Implementation of a search engine from scratch
This project is developed by 2 students from CentraleSupélec as part of the "Fondements en Recherche d'Information" course:
- Cécile Gontier - @CecileSerene
- Delphine Shi - @dlphn
We are working on two given collections:
- CACM collection
- CS276 collection
When installing, create a file config.py in the main directory and fill with global paths to collections and path where you want the index to be stored:
CACM_path = '/path/to/CACM/'
CS276_path = '/path/to/pa1-data/'
index_path = '/path/to/index/'
Go to RunMe.ipynb for a notebook with main results and explanations.
If you don't want to spend too much time generating the index, you can download it from there :
https://drive.google.com/drive/folders/17glYdz6KY_PJsnANKrYi4xooNkDQ0ua1?usp=sharing.
Be sure to replace the index/ folder with the unzipped folder.
Entry point: CACMIndex.py and CS276Index.py.
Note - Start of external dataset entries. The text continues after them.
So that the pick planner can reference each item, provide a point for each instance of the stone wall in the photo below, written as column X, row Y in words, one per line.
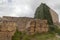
column 7, row 29
column 54, row 15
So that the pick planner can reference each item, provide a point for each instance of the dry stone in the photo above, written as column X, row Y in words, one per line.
column 7, row 30
column 37, row 25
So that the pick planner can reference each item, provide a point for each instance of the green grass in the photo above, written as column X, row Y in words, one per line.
column 23, row 36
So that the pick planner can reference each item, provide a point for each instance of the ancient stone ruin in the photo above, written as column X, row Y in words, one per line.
column 7, row 29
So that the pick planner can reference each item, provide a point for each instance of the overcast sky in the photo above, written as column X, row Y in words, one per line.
column 25, row 8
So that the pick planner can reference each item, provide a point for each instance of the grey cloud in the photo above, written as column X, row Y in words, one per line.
column 25, row 7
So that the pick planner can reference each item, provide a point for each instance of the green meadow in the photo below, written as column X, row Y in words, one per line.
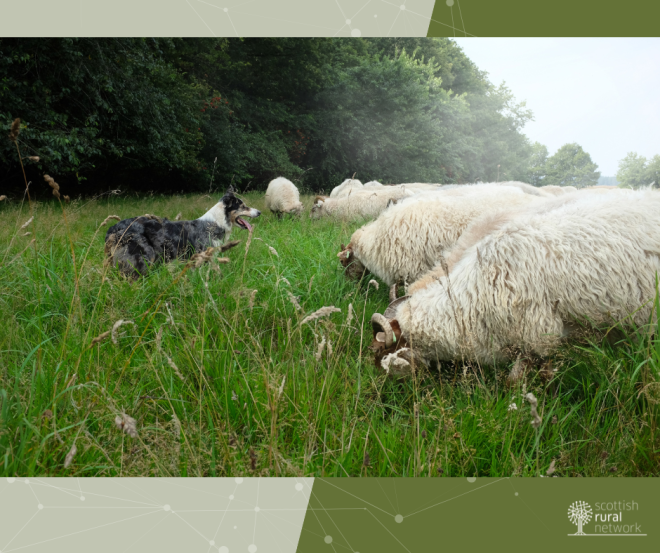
column 215, row 374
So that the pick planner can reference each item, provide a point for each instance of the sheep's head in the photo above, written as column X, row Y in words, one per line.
column 318, row 206
column 353, row 267
column 297, row 209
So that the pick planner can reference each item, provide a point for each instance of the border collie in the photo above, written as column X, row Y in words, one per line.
column 133, row 245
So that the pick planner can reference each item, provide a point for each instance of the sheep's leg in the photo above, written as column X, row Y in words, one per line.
column 393, row 292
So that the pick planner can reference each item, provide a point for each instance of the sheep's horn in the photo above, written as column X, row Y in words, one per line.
column 378, row 321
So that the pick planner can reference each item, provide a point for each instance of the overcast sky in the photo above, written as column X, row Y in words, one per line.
column 603, row 93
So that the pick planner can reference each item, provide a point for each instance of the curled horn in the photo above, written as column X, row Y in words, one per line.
column 378, row 321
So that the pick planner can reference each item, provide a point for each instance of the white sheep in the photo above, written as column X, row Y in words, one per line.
column 346, row 188
column 409, row 238
column 282, row 196
column 360, row 204
column 520, row 281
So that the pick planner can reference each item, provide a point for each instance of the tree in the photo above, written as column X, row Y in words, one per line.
column 571, row 166
column 635, row 171
column 537, row 162
column 579, row 513
column 632, row 171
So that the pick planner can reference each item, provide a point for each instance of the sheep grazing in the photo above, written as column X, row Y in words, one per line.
column 360, row 204
column 282, row 196
column 345, row 188
column 409, row 238
column 519, row 282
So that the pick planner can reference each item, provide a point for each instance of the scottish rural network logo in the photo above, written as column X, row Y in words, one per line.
column 608, row 519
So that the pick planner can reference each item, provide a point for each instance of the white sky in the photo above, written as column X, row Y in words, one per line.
column 603, row 93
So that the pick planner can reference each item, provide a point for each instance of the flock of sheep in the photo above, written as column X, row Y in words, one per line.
column 497, row 271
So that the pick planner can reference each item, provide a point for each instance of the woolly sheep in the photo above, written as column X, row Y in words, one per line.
column 409, row 238
column 346, row 188
column 282, row 196
column 360, row 204
column 519, row 281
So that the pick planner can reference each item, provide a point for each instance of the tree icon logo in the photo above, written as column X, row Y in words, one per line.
column 579, row 513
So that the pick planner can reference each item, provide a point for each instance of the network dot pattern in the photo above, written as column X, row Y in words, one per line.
column 343, row 18
column 207, row 515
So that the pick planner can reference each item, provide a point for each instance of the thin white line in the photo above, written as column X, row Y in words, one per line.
column 232, row 24
column 458, row 2
column 342, row 11
column 369, row 2
column 356, row 497
column 427, row 18
column 390, row 533
column 397, row 17
column 285, row 20
column 79, row 532
column 195, row 529
column 17, row 533
column 451, row 499
column 193, row 9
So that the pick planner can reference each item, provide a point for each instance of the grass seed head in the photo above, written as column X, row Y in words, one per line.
column 323, row 312
column 110, row 218
column 116, row 327
column 100, row 338
column 127, row 424
column 56, row 187
column 69, row 456
column 536, row 419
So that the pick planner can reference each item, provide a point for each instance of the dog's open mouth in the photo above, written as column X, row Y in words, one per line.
column 243, row 224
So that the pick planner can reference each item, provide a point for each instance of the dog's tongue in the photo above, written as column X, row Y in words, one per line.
column 248, row 226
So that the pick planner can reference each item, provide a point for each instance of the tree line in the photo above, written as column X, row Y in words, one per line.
column 188, row 114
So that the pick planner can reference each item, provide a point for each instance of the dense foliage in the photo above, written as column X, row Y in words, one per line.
column 635, row 171
column 170, row 113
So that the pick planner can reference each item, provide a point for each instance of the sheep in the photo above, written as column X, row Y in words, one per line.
column 360, row 204
column 409, row 238
column 282, row 196
column 346, row 188
column 519, row 282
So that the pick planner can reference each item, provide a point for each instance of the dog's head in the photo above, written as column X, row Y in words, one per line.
column 236, row 211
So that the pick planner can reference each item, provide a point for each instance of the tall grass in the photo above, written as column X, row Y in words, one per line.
column 220, row 380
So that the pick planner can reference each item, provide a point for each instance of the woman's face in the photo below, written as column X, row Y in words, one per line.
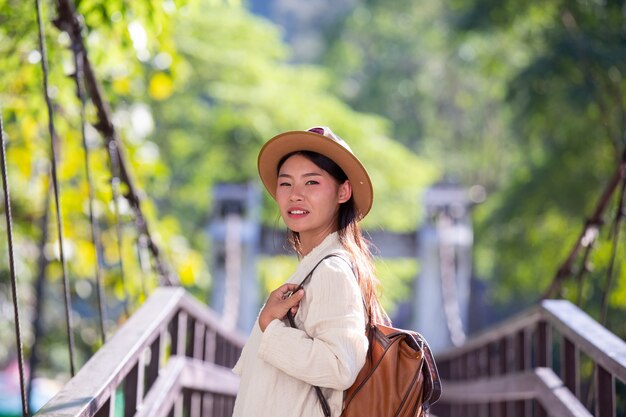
column 308, row 198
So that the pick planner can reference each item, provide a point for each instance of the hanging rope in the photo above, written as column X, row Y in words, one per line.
column 619, row 215
column 40, row 282
column 16, row 310
column 53, row 142
column 69, row 22
column 115, row 190
column 594, row 222
column 95, row 230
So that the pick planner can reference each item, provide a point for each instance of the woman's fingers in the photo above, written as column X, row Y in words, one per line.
column 279, row 303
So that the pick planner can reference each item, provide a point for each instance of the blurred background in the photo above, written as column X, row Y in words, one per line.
column 496, row 124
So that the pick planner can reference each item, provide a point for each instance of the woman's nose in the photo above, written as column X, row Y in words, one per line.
column 296, row 194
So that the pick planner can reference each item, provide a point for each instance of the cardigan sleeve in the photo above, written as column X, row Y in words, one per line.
column 330, row 347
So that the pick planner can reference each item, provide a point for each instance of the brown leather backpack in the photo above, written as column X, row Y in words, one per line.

Each will calculate token size and number of vocabulary of the collection, and also draw the corresponding frequency graphs.
Helper functions:
textProcessing.pyprocesses text with language processing tools like tokenize, lemmatize, removing stop words etc.indexBuilder.pyto help build each index.CACMParser.pyto parse CACM document and get title, summary and key words.
Heap Law: heapRegression.py. Run to calculate Heap Law parameters of each collection. You will need to uncomment to change collection.
Frequency graphs: frequencyRankGraph.py - helper class to draw frequency graphs.
Entry point : BSBI.py.
Running this file will generate the different dictionaries (documents, terms, index) in the index/ folder given in config.py.
Entry point : boolean/booleanEvaluation.py.
Run tests on boolean/test.py
Entry point : vectorial/vectorialEvaluation.py.
Run tests on vectorial/test.py
Both search models that we implemented inherit from evaluation.py.
Evaluate our CACM search models by running functions in CACMEvaluation.py.